Bei den "Hemmetglonkerumzügen" in Bonndorf, Bad Dürkheim, Meßkirch, Lindau oder Radolfzell, wird durch lange, weiße Hemden, dem Totenhemd gleichend, an die Schattenzeiten des Lebens erinnert. Die Umzüge dort werden von Katzenmusik oder einer Radaumiauerei begleitet, die den Tod bannen, böse Geister fernhalten und auf die Erde zurückdrängende Verstorbene abschrecken soll.
Die Gegen- oder Teufelswelt wird einem nach Auffassung der katholischen Kirche in der Fasnetszeit gezeigt. Forscher wiederum entdecken heidnische Bräuche hinter den Masken und Larven.

Mit dem "Schandele", einer geschnitzten Maske aus der Reutlinger Gegend, gefiedert und mit Menschenkopf, halb Mann, halb Frau, werden die Verrücktheiten angeprangert, die so im Laufe des Jahres begangen wurden. Zur besseren Verdeutlichung: mit dem Schimpfwort "Schandele" wurden früher von der Obrigkeit diejenigen bezeichnet, die sich schändlich oder lästerlich gegen die Regierung benommen hatten.

Der "Narrensprung" in Rottweil ist ein absoluter Höhepunkt in der schwäbisch-alemannischen Fasnet und zieht ungeheure Menschenmassen aus nah und fern an. "Acht Uhr schlägt es auf dem Turm..." heißt die Melodie, die den Narrensprung einläutet. Ein daraufhin einsetzender, besonderer Schritt, bei der die "Gschellnarren" die Glocken zum Klingen bringen, wird mit unglaublich lautem Peitschenknallen begleitet.

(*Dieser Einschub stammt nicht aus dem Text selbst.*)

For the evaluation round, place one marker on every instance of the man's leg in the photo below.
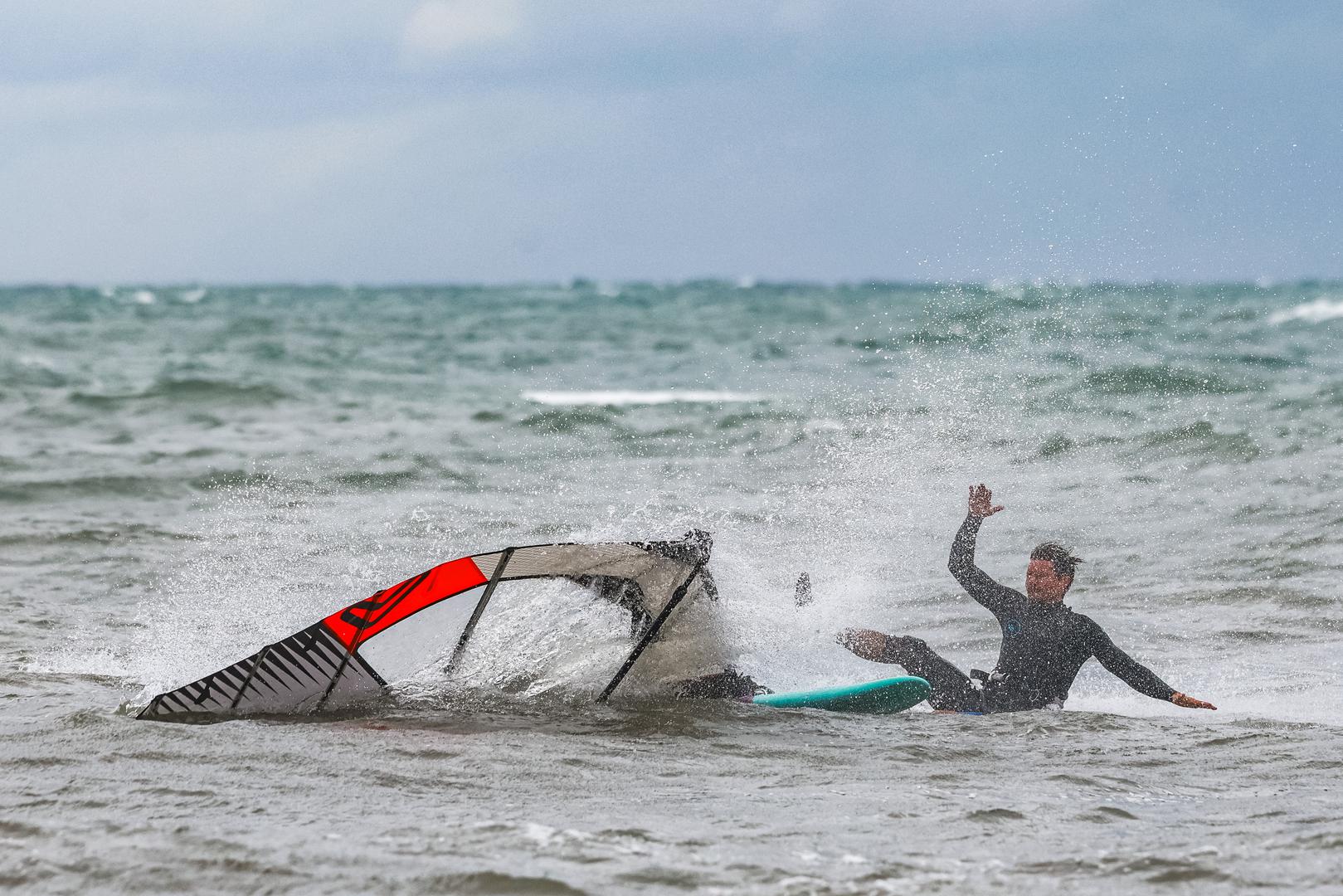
(728, 684)
(951, 688)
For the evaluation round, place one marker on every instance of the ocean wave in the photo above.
(1138, 379)
(1316, 312)
(625, 398)
(188, 391)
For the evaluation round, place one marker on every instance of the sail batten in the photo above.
(324, 666)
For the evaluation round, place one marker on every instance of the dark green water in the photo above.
(188, 473)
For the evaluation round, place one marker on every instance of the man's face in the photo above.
(1044, 585)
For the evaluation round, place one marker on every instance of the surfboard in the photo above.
(884, 696)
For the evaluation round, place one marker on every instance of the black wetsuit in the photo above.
(1044, 646)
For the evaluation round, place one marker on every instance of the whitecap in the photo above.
(1316, 312)
(635, 397)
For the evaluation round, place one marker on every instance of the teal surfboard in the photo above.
(888, 694)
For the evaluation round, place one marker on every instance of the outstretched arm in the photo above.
(1138, 676)
(962, 563)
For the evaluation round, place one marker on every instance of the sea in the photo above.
(190, 472)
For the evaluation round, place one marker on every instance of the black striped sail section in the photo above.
(305, 670)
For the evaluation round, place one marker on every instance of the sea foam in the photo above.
(1316, 312)
(633, 397)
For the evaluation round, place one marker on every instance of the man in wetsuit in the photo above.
(1044, 642)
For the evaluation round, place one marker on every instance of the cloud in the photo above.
(444, 27)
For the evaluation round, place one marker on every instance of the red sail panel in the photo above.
(362, 621)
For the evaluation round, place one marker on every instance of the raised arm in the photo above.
(1138, 676)
(962, 563)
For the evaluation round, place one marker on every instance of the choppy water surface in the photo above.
(187, 473)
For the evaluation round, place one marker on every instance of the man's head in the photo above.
(1050, 572)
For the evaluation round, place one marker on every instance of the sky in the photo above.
(542, 140)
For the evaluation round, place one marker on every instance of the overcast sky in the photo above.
(523, 140)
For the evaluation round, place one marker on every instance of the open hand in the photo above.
(982, 501)
(865, 642)
(1189, 703)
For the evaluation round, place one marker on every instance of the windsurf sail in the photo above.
(352, 655)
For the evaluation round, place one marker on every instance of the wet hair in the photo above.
(1063, 559)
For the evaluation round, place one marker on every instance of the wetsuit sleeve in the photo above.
(1127, 670)
(971, 578)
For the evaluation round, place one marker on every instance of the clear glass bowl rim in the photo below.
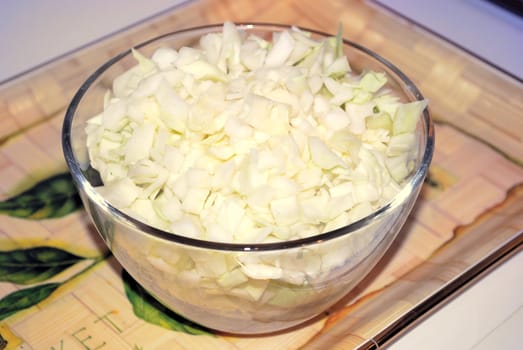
(83, 184)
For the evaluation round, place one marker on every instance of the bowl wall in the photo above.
(240, 289)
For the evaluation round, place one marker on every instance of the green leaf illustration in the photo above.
(150, 310)
(33, 265)
(51, 198)
(24, 298)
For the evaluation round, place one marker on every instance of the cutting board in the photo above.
(76, 296)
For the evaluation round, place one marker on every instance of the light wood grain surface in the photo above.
(473, 205)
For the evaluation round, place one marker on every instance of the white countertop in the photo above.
(488, 315)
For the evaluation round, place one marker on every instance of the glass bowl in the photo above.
(209, 282)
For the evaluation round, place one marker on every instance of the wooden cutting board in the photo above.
(470, 211)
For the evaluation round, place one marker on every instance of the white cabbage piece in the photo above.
(243, 140)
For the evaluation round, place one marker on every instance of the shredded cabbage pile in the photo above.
(246, 139)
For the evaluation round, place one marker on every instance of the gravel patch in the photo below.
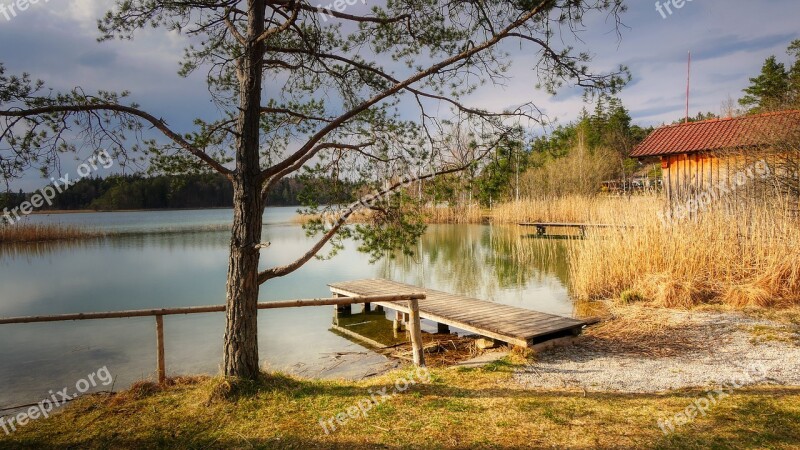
(727, 348)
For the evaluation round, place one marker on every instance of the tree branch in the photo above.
(158, 124)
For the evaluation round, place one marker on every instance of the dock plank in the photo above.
(510, 324)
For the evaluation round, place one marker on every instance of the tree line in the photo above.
(138, 191)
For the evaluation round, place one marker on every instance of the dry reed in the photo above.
(21, 233)
(742, 257)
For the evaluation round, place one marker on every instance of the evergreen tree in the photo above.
(768, 91)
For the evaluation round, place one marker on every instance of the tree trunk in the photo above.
(241, 328)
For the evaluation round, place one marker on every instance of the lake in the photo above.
(179, 258)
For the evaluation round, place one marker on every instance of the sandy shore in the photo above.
(698, 349)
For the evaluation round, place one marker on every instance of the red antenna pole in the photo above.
(688, 85)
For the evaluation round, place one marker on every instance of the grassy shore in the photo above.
(458, 408)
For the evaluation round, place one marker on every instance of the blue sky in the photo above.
(56, 41)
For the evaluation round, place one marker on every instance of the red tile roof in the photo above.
(720, 134)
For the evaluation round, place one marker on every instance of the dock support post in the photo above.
(397, 323)
(162, 370)
(416, 334)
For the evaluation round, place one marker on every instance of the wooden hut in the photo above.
(697, 157)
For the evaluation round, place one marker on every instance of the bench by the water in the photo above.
(516, 326)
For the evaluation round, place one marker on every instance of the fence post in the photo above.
(162, 370)
(416, 333)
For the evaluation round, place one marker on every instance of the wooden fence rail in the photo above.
(413, 301)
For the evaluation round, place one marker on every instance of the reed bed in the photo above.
(21, 233)
(743, 256)
(455, 214)
(573, 209)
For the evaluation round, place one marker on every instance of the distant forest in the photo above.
(121, 192)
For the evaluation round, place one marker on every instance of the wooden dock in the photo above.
(541, 227)
(509, 324)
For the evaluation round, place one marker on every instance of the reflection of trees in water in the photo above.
(169, 240)
(480, 260)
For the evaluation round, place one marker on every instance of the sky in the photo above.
(56, 41)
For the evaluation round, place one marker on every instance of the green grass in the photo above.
(465, 408)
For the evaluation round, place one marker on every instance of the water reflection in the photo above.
(496, 263)
(144, 268)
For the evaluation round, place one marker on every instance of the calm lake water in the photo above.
(179, 258)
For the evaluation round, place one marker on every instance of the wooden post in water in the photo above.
(415, 328)
(162, 370)
(397, 323)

Den Winter austreiben und den Frühling einleiten ist die Aufgabe der "Gschellnarren", der "Hexen", der "Teufel", des "Federehannes", vom "Hansele", vom "Schandle" und wie sie alle heißen, diese wilden Gesellen. Sie alle weisen auf den Fasnets-Ursprung altgermanischer Frühlingsfeste hin. "Blätzles- oder Fleckenkleider", bei denen Stoffstücke auf ein Leinen- oder Baumwoll-Untergewand genäht wurden, basieren auf christlichen Traditionen.

Krachmacher, also Lärminstrumente aller Art, sind von der Fasnet nicht wegzudenken. Schweinsblasen, so genannte "Saublodern", sind heiß begehrt und geben beim Schlagen auf die Köpfe der Zuschauer immer unterschiedliche Töne von sich.
Der "Narrenbaum" wird hauptsächlich im Bodenseegebiet aufgestellt, als Zeichen der beginnenden Fasnet und zugleich eine Anlehnung an die alte Sage, dass in Schwaben die Kinder auf den Bäumen wachsen. "Jetzt steig i auf den Feigenbaum und schüttel Buben runter, es fallen ettlich tausend ´rab, aber es ist kein schöner drunter!" heißt ein altes Kinderlied zu dieser Sage.